A grasshopper-like insect notorious for the famine-inducing devastations they cause when, under certain environmental conditions, they form swarms of tens of millions individual insects that darken the sky and eat up everything edible in their way. As a result the locust is one of the most potent symbols of terror and divine pleasure in the Old Testament. It is difficult to say if it is significant but the insect is signified by ten different Hebrew words in the Old Testament, of which four appear together in a single verse in Joel 1:4 and 2:25!

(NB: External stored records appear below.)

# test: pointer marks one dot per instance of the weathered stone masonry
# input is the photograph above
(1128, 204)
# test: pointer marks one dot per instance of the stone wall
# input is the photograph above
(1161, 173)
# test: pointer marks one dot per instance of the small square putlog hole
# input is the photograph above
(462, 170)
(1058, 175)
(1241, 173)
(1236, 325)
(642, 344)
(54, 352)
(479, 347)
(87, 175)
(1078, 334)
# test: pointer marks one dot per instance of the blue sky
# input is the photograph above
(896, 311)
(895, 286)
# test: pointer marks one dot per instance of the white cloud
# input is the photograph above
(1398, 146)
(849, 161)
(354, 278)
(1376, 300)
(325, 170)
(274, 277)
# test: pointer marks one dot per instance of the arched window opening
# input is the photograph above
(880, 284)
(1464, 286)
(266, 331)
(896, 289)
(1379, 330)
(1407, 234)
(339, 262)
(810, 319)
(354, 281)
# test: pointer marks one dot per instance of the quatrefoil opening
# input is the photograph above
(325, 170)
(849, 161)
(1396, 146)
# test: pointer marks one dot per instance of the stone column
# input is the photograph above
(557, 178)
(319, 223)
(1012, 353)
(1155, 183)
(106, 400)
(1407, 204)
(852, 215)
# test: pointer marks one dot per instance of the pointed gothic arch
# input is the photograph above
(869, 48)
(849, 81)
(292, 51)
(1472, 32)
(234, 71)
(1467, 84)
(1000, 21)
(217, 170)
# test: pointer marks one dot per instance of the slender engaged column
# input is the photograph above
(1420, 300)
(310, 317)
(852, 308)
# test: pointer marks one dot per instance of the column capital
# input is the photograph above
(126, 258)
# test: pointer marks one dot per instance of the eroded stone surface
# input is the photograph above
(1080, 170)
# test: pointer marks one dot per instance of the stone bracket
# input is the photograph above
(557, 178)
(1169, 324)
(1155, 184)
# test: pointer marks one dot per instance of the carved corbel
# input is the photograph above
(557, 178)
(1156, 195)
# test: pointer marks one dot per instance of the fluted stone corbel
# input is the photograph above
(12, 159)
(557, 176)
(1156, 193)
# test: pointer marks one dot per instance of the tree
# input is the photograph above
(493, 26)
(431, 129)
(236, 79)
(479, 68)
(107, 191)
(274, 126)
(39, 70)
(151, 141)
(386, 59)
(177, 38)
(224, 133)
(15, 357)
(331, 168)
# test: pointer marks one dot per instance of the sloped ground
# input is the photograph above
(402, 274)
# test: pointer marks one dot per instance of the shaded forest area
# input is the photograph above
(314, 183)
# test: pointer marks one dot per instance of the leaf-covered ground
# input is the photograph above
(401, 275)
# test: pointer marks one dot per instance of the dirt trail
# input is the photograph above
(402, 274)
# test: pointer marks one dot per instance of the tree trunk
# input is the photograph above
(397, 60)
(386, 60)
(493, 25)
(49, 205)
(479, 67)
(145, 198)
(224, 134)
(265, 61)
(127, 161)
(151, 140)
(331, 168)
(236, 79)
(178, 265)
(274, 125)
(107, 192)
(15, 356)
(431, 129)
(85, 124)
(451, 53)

The locust—katydid, cricket and the grasshopper—is listed in Lev 11:22 as clean and suitable for food. The NT prophet John the Baptizer is well known for his diet of "locusts and wild honey" (Matt 3:4; Mk 1:6).

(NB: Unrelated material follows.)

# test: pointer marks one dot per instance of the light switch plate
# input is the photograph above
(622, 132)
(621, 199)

While the word 'locust' is a general term representing many different species, there are, nearly ten Hebrew words translated "locust" in English: 'arbeh (from the Hebrew word for 'abundance,' Exo 10:40), tseltselim (from the onomotopoeia for 'whirring,' 'buzzing,' Deut 28:42), chasil (from the word for 'consume,' 1 Ki 8:37), chagab (from a root meaning 'cover,' 2 Chron 7:13), geb, gob, gobay (two different spellings) (Isa 33:4; Nah 3:17; Amos 7:1), yeleq (from a verb which means 'to lick up' or 'to lap up,' Jer 51:14, 27) and gazam (from a verb meaning 'to cut off,' Joel 1:4; 2:25, Amos 4:9).